Noir, Try this if you want a mold for your "glass" Put masking tape on the outside of the body, covering the window openings . If the shape is curved, just tug at the tape to make it look similar to the opening. Add layers of tape for support if you want...This will be the "seal" for the mold. Now turn the body over and fill the area from the inside with Plaster of Paris or my favorite , Hydrocal . Make the mix of water & plaster thick so it will dry quicker & not run under the tape...after this mix has dried, sand to shape, checking your progress by putting the mold in to the window molding..When you are satisfied with the mold for the window, move on to the plastic ..Lots of blister packing is done these days , so find a large piece of clear plastic from a package & heat a piece over a candle or simurge in hot water to make the plastic pliable. I have used a potato chip bag "clip to hold the hot plastic or a clothes pin works too. After the plastics hot, stretch it over your new window mold & cut to fit. With a little practice & sanding, you can make the mold a little smaller & the plastic piece will go into the window opening from the inside & fit flush with the outside...Hope this helps Noir......Tom


----------



## vaBcHRog (Feb 19, 2003)

Most excellent Tip Tom. Oh read your email I just ent one to you 

Roger Corrie
Virginia Becah, VA


----------



## noir (Jul 25, 2005)

Tom, I will give your method a shot. Roger, thanks for the ebay info. 

-noir


----------



## noir (Jul 25, 2005)

Just wanted to make sure that the tip i received from Claus Heupel (via e-mail) got it's full credit on the board. Since it looks similar to the method Tom mentions above, it must work great. 

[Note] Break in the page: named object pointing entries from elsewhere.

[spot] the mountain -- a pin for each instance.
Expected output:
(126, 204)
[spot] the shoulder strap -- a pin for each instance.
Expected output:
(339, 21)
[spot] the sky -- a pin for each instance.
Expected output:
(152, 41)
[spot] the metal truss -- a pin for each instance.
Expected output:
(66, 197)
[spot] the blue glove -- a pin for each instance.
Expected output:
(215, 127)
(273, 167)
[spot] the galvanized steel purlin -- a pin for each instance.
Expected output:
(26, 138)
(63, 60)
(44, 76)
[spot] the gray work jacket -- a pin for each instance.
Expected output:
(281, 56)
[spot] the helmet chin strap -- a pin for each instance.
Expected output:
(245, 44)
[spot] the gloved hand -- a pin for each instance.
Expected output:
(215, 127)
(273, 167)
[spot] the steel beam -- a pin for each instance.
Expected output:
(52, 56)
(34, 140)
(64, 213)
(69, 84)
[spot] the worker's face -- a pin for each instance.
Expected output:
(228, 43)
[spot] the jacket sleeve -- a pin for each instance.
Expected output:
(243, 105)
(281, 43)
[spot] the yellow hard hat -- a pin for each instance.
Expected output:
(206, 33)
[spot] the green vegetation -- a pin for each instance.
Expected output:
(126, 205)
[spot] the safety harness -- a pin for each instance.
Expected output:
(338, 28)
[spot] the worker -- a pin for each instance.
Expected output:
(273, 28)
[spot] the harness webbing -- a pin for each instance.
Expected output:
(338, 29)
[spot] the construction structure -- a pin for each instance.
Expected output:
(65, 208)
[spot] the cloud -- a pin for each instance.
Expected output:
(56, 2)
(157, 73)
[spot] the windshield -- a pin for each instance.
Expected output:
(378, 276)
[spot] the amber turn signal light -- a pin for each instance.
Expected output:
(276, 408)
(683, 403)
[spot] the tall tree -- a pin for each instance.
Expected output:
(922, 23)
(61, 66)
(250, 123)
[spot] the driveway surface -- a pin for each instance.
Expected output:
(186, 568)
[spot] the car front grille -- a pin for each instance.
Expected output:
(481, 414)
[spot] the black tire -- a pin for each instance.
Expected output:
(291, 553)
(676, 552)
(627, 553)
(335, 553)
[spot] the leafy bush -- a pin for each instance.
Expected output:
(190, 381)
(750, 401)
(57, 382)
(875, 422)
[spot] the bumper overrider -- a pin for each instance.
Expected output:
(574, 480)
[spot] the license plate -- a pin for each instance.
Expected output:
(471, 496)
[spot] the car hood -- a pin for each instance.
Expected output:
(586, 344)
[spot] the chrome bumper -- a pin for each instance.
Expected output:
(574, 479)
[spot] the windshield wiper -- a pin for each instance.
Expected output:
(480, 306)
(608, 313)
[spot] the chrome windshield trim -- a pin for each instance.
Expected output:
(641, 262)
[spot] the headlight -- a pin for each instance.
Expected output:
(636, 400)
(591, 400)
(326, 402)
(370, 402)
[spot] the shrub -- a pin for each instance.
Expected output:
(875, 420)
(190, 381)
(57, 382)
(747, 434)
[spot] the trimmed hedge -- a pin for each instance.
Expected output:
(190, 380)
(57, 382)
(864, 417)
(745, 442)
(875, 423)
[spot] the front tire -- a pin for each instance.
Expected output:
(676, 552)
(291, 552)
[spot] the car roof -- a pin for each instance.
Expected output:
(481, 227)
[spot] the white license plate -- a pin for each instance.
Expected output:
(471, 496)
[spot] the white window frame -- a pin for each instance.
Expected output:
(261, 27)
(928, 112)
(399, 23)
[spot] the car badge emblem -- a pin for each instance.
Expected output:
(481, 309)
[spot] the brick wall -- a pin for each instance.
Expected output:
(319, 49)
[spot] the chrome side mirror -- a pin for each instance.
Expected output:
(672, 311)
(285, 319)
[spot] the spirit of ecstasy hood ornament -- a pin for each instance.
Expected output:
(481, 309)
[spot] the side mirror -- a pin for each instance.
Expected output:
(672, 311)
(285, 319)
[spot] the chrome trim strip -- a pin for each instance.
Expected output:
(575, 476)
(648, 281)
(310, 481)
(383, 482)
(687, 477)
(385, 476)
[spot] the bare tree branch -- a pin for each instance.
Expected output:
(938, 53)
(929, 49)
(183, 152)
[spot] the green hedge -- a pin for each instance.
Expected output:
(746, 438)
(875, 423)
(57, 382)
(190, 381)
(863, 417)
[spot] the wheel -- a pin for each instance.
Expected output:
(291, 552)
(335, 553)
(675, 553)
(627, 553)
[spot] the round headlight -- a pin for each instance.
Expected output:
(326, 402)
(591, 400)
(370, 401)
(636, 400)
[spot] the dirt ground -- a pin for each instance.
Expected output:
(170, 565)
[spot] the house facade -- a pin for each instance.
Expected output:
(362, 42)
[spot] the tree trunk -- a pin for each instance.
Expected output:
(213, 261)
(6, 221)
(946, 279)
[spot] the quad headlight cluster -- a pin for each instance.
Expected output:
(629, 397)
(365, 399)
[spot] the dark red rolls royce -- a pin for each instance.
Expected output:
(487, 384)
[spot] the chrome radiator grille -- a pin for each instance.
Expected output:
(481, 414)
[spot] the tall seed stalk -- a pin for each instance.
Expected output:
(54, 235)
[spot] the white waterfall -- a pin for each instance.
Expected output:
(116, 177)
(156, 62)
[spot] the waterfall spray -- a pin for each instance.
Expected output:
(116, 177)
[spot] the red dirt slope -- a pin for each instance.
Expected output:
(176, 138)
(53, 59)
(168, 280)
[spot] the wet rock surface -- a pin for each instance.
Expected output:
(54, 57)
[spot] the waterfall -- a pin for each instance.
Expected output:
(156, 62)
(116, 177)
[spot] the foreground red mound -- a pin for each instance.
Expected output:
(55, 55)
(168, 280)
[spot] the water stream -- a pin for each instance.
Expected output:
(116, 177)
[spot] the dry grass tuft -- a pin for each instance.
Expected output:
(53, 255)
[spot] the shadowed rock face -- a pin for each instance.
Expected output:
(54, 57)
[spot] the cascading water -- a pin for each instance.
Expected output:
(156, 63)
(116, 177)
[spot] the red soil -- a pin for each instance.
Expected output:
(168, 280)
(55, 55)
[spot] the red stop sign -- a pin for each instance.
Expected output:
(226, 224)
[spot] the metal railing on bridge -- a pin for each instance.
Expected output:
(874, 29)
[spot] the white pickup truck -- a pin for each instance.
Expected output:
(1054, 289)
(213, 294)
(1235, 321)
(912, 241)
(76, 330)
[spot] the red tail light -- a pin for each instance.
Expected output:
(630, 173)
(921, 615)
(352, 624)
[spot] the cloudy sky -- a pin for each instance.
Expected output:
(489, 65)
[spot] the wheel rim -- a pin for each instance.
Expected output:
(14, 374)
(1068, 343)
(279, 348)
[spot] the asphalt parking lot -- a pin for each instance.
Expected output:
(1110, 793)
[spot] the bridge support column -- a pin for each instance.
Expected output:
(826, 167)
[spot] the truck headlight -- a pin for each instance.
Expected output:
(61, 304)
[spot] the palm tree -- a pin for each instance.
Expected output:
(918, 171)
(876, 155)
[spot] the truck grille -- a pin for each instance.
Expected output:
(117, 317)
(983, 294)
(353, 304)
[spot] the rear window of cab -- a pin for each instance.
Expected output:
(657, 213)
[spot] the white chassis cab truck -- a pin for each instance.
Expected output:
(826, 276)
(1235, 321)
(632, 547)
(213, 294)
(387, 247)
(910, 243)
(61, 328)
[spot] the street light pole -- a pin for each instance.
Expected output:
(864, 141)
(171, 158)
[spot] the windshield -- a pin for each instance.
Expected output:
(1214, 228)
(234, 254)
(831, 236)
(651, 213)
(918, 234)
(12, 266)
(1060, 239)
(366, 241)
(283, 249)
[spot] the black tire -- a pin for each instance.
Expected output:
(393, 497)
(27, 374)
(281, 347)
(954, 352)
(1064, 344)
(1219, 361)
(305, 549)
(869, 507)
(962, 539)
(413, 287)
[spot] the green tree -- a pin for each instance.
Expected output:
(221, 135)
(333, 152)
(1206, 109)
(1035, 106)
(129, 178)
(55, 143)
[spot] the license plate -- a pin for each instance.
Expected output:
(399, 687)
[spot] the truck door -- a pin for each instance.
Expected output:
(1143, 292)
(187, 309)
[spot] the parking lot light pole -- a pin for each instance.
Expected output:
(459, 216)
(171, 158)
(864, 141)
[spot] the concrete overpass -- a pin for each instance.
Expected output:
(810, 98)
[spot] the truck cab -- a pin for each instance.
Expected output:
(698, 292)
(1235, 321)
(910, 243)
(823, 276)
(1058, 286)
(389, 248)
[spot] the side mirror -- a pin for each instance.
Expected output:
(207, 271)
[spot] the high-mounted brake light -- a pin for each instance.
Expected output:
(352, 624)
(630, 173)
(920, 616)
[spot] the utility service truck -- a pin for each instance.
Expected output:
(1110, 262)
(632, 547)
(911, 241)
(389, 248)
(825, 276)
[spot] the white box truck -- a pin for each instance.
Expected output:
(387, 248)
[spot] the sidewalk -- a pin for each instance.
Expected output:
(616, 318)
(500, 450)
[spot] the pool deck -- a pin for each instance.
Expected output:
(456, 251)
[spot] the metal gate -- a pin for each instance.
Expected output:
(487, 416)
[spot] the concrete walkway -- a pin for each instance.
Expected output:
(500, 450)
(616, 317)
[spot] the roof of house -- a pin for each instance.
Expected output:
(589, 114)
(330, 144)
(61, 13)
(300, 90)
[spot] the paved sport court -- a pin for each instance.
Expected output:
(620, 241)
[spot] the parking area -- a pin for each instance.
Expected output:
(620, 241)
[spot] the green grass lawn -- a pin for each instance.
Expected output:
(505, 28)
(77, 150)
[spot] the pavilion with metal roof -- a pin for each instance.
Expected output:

Thanks again for the tip Claus!!

-noir


Hi there!

I´m using a method commonly known as "heat stretching" for my glass 
parts. It´s plain simple: You make a "male" (i.e. positive) mold of the 
glass inlay (e.g. from the diecast piece), mount that mold on a thinner 
base and fix it in a vise.

Then just pull an oversized piece of PVC foil (blister packages often 
work great) over that mold after you have heatened that piece (a 
candle´s flame works fine).

Voilà, that´s it. Got it?

Have fun pulling your own windows!

Greetings from Germany,

Claus

www.c-jet500.de.vu


----------



## coach61 (Sep 6, 2004)

Thanks for sharing these tips guys! Clause's sounds like even I could pull it off, but that would lead to trying resin, then injection molding and I"d have to stop writing and get a real job.....naaa.....


Dave


----------